Peruvian from US spy scandal back home

A Peruvian journalist deported by the United States to Russia in a spy swap returned home to attend her father's burial Saturday.

Pelaez was not accompanied by husband Mikhail Vasenkov, whom she met in Peru in the 1980s when he was living as Juan Lazaro. The couple was arrested last June by U.S. authorities along with eight other people accused of being Russian spies.

All 10 were sent to Russia in July in exchange for the release by Moscow of four people convicted of spying for the West.

"I am not going to speak ill of either the United States or Russia," Pelaez told reporters after attending her father's funeral in the highlands city of Cuzco. "That country (Russia) was able to get me out of that hole and is fulfilling its promise to give me a pension, with which I am supporting my son."

Peruvian prosecutors have said the 55-year-old Pelaez apparently altered her birth and marriage records and said that if she returned to Peru she could be detained.

The Associated Press was not immediately able to reach authorities for comment on Pelaez's legal status.

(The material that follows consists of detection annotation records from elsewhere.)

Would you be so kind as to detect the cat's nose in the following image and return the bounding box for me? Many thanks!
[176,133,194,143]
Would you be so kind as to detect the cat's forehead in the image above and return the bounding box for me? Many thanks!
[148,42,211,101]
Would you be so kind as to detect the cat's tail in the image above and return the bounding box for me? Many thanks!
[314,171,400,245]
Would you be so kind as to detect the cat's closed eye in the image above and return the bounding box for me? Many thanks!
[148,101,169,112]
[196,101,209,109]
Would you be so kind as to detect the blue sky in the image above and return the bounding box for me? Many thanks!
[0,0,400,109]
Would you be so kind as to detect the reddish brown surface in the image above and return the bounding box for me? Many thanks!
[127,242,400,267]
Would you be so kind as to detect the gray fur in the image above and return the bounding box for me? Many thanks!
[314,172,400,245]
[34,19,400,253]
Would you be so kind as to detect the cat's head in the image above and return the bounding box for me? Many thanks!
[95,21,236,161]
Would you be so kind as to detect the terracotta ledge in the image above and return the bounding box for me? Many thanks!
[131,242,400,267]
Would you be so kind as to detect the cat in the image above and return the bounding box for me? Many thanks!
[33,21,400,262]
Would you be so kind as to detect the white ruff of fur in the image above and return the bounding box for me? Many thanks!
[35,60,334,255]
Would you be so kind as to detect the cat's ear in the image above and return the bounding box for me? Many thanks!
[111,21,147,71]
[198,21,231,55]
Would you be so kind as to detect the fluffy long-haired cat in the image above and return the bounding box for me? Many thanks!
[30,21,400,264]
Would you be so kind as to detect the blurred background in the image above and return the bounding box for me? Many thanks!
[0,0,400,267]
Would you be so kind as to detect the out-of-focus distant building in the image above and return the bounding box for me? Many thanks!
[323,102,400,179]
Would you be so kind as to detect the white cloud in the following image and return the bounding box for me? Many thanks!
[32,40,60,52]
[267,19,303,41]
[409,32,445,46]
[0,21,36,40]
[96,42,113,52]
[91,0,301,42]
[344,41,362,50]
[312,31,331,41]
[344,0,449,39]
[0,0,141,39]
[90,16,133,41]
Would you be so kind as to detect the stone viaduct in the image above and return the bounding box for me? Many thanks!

Pelaez was a longtime columnist for the newspaper El Diario La Prensa in New York known as a fervent defender of Cuba's Fidel Castro when she was arrested.

Both Pelaez and Vasenkov, 65, pleaded guilty in the United States to conspiring to act as an unregistered agent of a foreign country.

The two disappeared from public view and Pelaez's return to Peru on Friday brought her back into the limelight.

Peru's foreign minister had warned after the two were deported by the U.S. that Vasenkov could be charged with lying on his Peruvian citizenship application if he were to return to Peru.

Lawyers for the couple had said at the time that the pair planned to return to Peru.